21.03.12 - CPI/LUBANGA - POSSIBLES POURSUITES CONTRE LES INTERMEDIAIRES DU PROCUREUR

La Haye, 21 mars 2012 (FH) – En rendant son jugement à l’encontre de Thomas Lubanga, le 14 mars, la chambre de première instance de la Cour pénale internationale (CPI) a rejeté douze témoignages considérés comme « non crédibles ». Neuf de ces témoignages avaient été présentés par le procureur au cours du procès et trois par les représentants des victimes. Sur ces douze témoins, tous anonymes, neuf avaient obtenu le statut de victimes et ont dès lors perdu le droit de demander des réparations.

2 min 24Temps de lecture approximatif

Les juges ont, par ailleurs, demandé au procureur d’engager des poursuites pour « atteinte à l’administration de la justice » contre trois des intermédiaires utilisés lors de son enquête. L’accusation avait expliqué avoir engagé des intermédiaires faute de pouvoir, pour des raisons de sécurité, circuler sur le terrain. Les enquêteurs pouvaient, lors de missions d’une dizaine de jours, interroger les témoins identifiés par les intermédiaires depuis Bunia, chef-lieu de l’Ituri, en République démocratique du Congo (RDC), ou Kampala, en Ouganda.

Au cours du procès, la défense de Thomas Lubanga avait dénoncé, preuves à l’appui, l’existence de « faux témoins ». Des preuves jugées crédibles par la chambre, qui « considère que l’accusation n’aurait pas dû déléguer aux intermédiaires ses responsabilités en matière d’enquête, quels que fussent les problèmes de sécurité auquel elle devait faire face ». Ils ajoutent que « l’absence de réelle supervision des intermédiaires a eu pour autre conséquence de leur laisser la possibilité d’abuser de la situation des témoins avec lesquels ils se mettaient en rapport".

Pour les juges, l’intermédiaires 143 aurait persuadé et encouragé des personnes à donner de faux témoignages.

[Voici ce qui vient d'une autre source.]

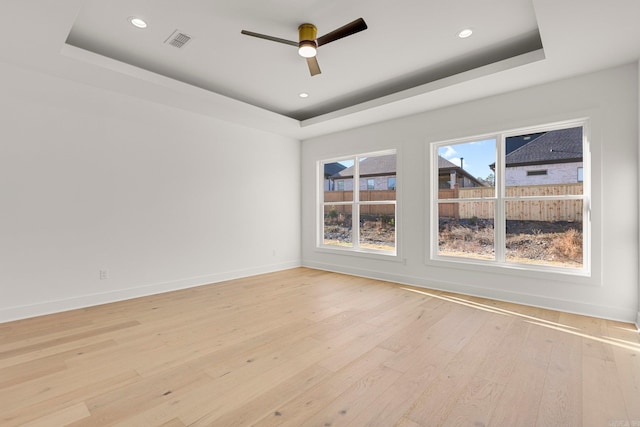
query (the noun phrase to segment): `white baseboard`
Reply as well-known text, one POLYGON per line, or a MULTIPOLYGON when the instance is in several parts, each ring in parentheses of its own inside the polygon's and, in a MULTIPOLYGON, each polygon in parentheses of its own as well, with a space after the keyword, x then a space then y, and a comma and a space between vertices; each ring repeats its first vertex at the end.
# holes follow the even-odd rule
POLYGON ((161 294, 164 292, 177 291, 180 289, 193 288, 196 286, 209 285, 212 283, 240 279, 243 277, 255 276, 258 274, 288 270, 290 268, 296 268, 300 266, 301 264, 299 261, 291 261, 280 264, 260 266, 246 270, 227 271, 206 276, 190 277, 171 282, 155 283, 135 288, 120 289, 99 294, 80 295, 63 300, 47 301, 18 307, 9 307, 0 309, 0 323, 26 319, 29 317, 42 316, 45 314, 59 313, 62 311, 75 310, 79 308, 86 308, 95 305, 108 304, 111 302, 123 301, 132 298, 161 294))
MULTIPOLYGON (((318 270, 350 274, 353 276, 366 277, 369 279, 385 280, 388 282, 418 286, 427 289, 455 292, 482 298, 491 298, 499 301, 513 302, 516 304, 529 305, 533 307, 546 308, 549 310, 557 310, 567 313, 582 314, 585 316, 617 320, 621 322, 633 323, 633 319, 636 317, 636 313, 634 310, 624 310, 620 309, 620 307, 587 304, 540 295, 510 292, 501 289, 480 288, 477 286, 470 286, 464 283, 457 282, 447 282, 442 280, 432 281, 424 277, 392 274, 382 271, 364 270, 317 262, 303 262, 302 265, 303 267, 316 268, 318 270)), ((638 313, 636 325, 640 325, 640 313, 638 313)))

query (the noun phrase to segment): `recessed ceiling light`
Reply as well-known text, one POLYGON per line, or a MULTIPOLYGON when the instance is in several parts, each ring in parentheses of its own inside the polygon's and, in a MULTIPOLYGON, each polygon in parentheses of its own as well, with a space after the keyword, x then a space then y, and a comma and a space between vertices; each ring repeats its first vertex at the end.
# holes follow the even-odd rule
POLYGON ((458 33, 458 37, 460 37, 461 39, 466 39, 467 37, 470 37, 471 34, 473 34, 473 30, 470 28, 465 28, 458 33))
POLYGON ((135 16, 130 16, 128 18, 129 22, 131 22, 131 25, 133 25, 134 27, 137 28, 147 28, 147 23, 144 19, 142 18, 137 18, 135 16))

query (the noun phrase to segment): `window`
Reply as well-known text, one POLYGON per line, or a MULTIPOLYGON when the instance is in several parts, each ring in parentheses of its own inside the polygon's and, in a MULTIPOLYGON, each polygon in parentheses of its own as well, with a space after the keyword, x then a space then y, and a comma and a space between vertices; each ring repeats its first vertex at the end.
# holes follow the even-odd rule
POLYGON ((431 259, 588 274, 585 129, 433 143, 431 259))
POLYGON ((387 190, 395 190, 396 189, 396 177, 387 178, 387 190))
POLYGON ((344 186, 321 192, 318 247, 396 255, 395 150, 321 161, 320 178, 336 163, 332 178, 344 186), (393 188, 375 189, 377 179, 393 188))

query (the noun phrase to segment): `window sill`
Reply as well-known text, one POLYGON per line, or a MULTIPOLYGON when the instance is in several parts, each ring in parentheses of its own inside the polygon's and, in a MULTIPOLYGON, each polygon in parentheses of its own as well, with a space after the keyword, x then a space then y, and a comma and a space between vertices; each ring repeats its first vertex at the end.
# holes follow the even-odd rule
POLYGON ((402 262, 402 259, 396 252, 384 252, 384 251, 374 251, 374 250, 363 250, 363 249, 348 249, 348 248, 340 248, 340 247, 332 247, 332 246, 316 246, 315 251, 323 254, 331 254, 331 255, 347 255, 354 256, 358 258, 370 258, 378 261, 390 261, 390 262, 402 262))
POLYGON ((425 265, 456 270, 480 271, 489 274, 535 278, 539 280, 562 281, 572 284, 579 283, 587 286, 601 286, 601 283, 597 282, 596 276, 587 269, 573 270, 561 267, 528 266, 525 264, 506 264, 497 261, 474 261, 471 259, 449 257, 427 258, 425 265))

L’intermédiaire 321, aurait promis de l’argent à des témoins, leur laissant entrevoir la possibilité d’acquérir divers avantages, comme de pouvoir faire des études. L’intermédiaire 316 aurait persuadé les témoins de mentir. A l’un d’entre eux, il aurait promis qu’il pourrait vivre « dans le pays des Blancs ». Le système de protection mis en place par la Cour permettant à certains d’entre eux d’être «relocalisés», soit dans une autre région, soit dans un pays tiers.

Membre des services de renseignement congolais, l’intermédiaire 316 aurait aussi peut-être des liens avec le président de la RDC, Joseph Kabila, écrivent les juges. Payé pour ses services par le Bureau du procureur, avec lequel il travaillait sous contrat de 2005 à 2008, l’intermédiaire 316 avait aussi aidé le Greffe. Convoqué au procès, il avait expliqué « être toujours resté loyal à mon gouvernement ». Aux cours des investigations, des enquêteurs du procureur avaient émis des doutes à son sujet, après qu’il aie fait état de menaces contre des témoins, de fausses menaces selon les juges. Le chef des enquêtes, Michel de Smedt, avait maintenu sa collaboration.

« La chambre est particulièrement préoccupée par le fait que l’accusation utilise comme intermédiaire un individu qui a des liens étroits avec le gouvernement » qui a saisi la Cour des crimes commis au Congo, lit-on dans le jugement. Les juges soulignent les tensions et « l’animosité » existant entre l’accusé et le gouvernement et précisent que dès lors, l’intermédiaire ne pouvait être ni  indépendent, ni impartial.  

L’ex-président de l’Union des patriotes congolais (UPC), Thomas Lubanga, a été reconnu coupable d’avoir enrôlé des enfants de moins de quinze ans dans ses troupes et de les avoir fait participer à des hostilités. Les juges détermineront la sentence dans les prochaines semaines.